Automotive workers’ protests deserve more attention
Thousands of workers from the factories of car giants in western Turkey have continued their protests, in a rare dispute over wages and working conditions, for around two weeks. Ongoing labor protests in Turkey’s leading automotive companies need to be closely followed due to its unusual nature in the country’s history and the huge significance of the sector in the country’s economy.
The blue-collar automotive workers want better wages and working conditions. This is quite normal in any sector across the world. What makes the recent protests different is the main concern of the striking workers: They are basically complaining about the poor representation of their union, Türk Metal, in front of their employers and employer union, Turkey’s Metal Industrialists’ Union (MESS).
Let’s have a look at the situation in the recent labor dispute in the country’s flourishing and export champion automotive sector.
The workers started protests in leading car giants, including Oyak-Renault, Tofaş and Ford Otosan, as well as several auto part makers, including Coşkunöz and Mako. A majority of the protesting workers resigned from their union, so the term “strike” has rarely been used, although it can be labeled a “strike” according to law experts.
Some of these companies later announced talks with their workers had born fruit and work resumed at their production facilities.
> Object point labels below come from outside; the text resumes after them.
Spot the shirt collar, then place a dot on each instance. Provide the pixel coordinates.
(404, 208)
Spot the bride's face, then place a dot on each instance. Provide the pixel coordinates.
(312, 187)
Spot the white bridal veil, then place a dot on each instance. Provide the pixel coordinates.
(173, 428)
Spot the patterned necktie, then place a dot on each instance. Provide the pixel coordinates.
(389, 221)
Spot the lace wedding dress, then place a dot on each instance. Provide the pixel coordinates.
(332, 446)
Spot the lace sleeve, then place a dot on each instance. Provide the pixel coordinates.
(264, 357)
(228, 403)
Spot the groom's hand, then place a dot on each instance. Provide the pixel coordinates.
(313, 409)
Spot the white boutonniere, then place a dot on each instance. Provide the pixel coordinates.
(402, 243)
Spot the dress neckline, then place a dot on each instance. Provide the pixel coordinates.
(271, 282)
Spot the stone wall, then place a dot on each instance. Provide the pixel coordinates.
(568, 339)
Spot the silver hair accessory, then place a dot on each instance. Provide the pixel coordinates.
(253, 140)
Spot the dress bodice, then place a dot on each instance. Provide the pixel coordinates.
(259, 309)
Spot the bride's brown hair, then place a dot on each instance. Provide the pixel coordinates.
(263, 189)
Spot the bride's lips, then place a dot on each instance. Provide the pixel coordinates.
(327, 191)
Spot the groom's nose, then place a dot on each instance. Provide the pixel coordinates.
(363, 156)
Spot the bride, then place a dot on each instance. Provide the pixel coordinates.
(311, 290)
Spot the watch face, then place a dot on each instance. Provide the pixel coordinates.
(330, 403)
For instance, Tofaş, a joint venture of Italy’s Fiat and Turkish Koç Holding, said its production activities had restarted as of May 22 and that it had no problems in the procurement process from suppliers after a labor dispute halted production.
Before the announcement by Tofaş, Ford Otosan also announced manufacturing operations had restarted at its Gölcük and Yeniköy plants in northwest Turkey on the night of May 21.
After Ford Otosan had made this announcement, the workers of its İnönü Plant in the Central Anatolian province of Eskişehir began to strike. The company then said on May 25 it had stopped production at this plant as a precautionary measure after some of the striking workers refused to leave the plant. The protests have also spread to Turkey’s leading tractor maker, Türk Traktör.
The protests continued in Oyak Renault after the company failed to negotiate with its workers for the second time in one week. In the first attempt last weekend, Oyak Renault workers said they were okay with their company’s concessions, including several revisions in wages and working conditions, but they were against the revisions which were made by the employer union, MESS. The second attempt also failed, as the workers said the company did not offer any guarantee that it wouldn’t launch legal action against its workers.
This point exactly constitutes the need of robust and healthy unionization of any sector, especially in any country’s motor force industries. More workers resigned from the union, but their companies did not guarantee they will not start legal proceeding against the workers who were not members of the union, although they offered some revision in wages and working conditions. This is the biggest dilemma which is faced by the workers.
Workers said Türk Metal last month negotiated a 60 percent wage hike for workers at a plant run by parts maker Bosch Fren, but failed to secure a similar deal elsewhere in the sector.
Upon the complaints by the workers, the union said the automotive workers have already been paid higher than the mentioned Bosch workers.
The automotive workers are also claiming the union management’s main concern is to get richer and build new 5-star hotels, which shouldn’t be its top priority.
Just ahead of the June elections, cabinet members and opposition parties are focused on collecting more votes, so they appear to not hear the concerns of the workers and the sector players.
This movement deserves much more attention, however, as the sector is the largest exporter of the country with more than $22 billion in yearly exports and the daily loss of the sector has been more than $100 million since the first day of the latest labor dispute. And the country must find a way to offer much more than a “cheap labor” advantage to compete in the global markets, as the recent spreading labor protests have shown perfectly.